Мать в замешательстве посмотрела на дочь и ничего не ответила.

– Мне надо повидать его. Мужа сегодня арестовали и отвели в Люксембург.

Она называла мужем Фортюне де-Шассаня – бывшего дворянина и офицера одного из полков Булье. Он сошелся с нею, когда она работала мастерицей у модистки на Ломбардской улице, затем похитил и увез ее в Англию, куда он эмигрировал после десятого августа. Он был ее любовником, но она находила более приличным, говоря о нем с матерью, называть его супругом. Она действительно считала, что невзгоды поженили их и что несчастие – то же таинство.

Не одну ночь провели они вдвоем на скамейке в лондонских парках, и не раз приходилось им подбирать корки хлеба под столом в таверне Пикадилли.
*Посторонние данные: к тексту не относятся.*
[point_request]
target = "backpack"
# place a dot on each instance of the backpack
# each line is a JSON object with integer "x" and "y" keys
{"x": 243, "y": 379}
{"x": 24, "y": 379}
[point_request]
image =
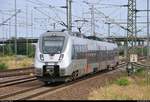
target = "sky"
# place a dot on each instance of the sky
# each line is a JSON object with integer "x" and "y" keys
{"x": 38, "y": 16}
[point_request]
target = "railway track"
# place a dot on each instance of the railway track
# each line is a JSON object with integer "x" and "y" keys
{"x": 40, "y": 90}
{"x": 16, "y": 72}
{"x": 17, "y": 81}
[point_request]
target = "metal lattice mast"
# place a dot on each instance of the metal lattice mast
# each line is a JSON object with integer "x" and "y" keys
{"x": 131, "y": 32}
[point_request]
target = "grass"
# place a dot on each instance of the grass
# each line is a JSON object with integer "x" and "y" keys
{"x": 3, "y": 66}
{"x": 124, "y": 88}
{"x": 13, "y": 63}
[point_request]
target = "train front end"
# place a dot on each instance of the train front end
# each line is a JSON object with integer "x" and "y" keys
{"x": 52, "y": 57}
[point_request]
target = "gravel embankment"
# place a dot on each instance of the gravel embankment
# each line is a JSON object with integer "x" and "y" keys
{"x": 80, "y": 90}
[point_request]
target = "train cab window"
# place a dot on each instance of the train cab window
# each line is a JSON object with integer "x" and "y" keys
{"x": 52, "y": 44}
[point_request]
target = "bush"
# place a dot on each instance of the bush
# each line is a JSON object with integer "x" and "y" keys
{"x": 122, "y": 82}
{"x": 3, "y": 66}
{"x": 140, "y": 72}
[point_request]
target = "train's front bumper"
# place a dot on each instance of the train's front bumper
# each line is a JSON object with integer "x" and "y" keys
{"x": 53, "y": 79}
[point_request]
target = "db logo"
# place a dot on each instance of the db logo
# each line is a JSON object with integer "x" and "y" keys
{"x": 51, "y": 57}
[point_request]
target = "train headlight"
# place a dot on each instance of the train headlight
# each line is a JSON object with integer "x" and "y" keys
{"x": 61, "y": 56}
{"x": 42, "y": 57}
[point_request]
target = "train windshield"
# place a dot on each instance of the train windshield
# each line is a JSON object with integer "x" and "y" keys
{"x": 53, "y": 44}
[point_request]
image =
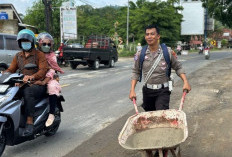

Мать не отвечала и уныло глядела на нее.

– Ты не слушаешь меня, мама? Время не терпит, мне необходимо немедленно повидать Эвариста: он один может спасти Фортюне.

– Жюли, – ответила мать, – лучше тебе не говорить с братом.

– Как? Что ты сказала, мама?

– Я сказала, что лучше тебе не говорить с братом о господине Шассане.

– Однако это необходимо, мама!

– Дитя мое, Эварист до сих пор не может простить господину Шассаню, что он похитил тебя. Ты знаешь, с какой яростью он говорил о нем, какими именами он называл его.

– Да, он называл его развратителем, – с резким смешком сказала, пожимая плечами, Жюли.

– Дитя мое, он был смертельно оскорблен. Эварист дал себе слово не произносить никогда имени господина де-Шассаня. И вот уже два года, как он ни одним словом не обмолвился ни о нем, ни о тебе. Но чувства его не изменились. Ты знаешь его: он не простил вас.

– Но, мама, ведь Фортюне обвенчался со мною… в Лондоне…

Бедная мать, подняв кверху глаза, развела руками:

– Достаточно того, что Фортюне аристократ и эмигрант, чтобы Эварист относился к нему, как к врагу.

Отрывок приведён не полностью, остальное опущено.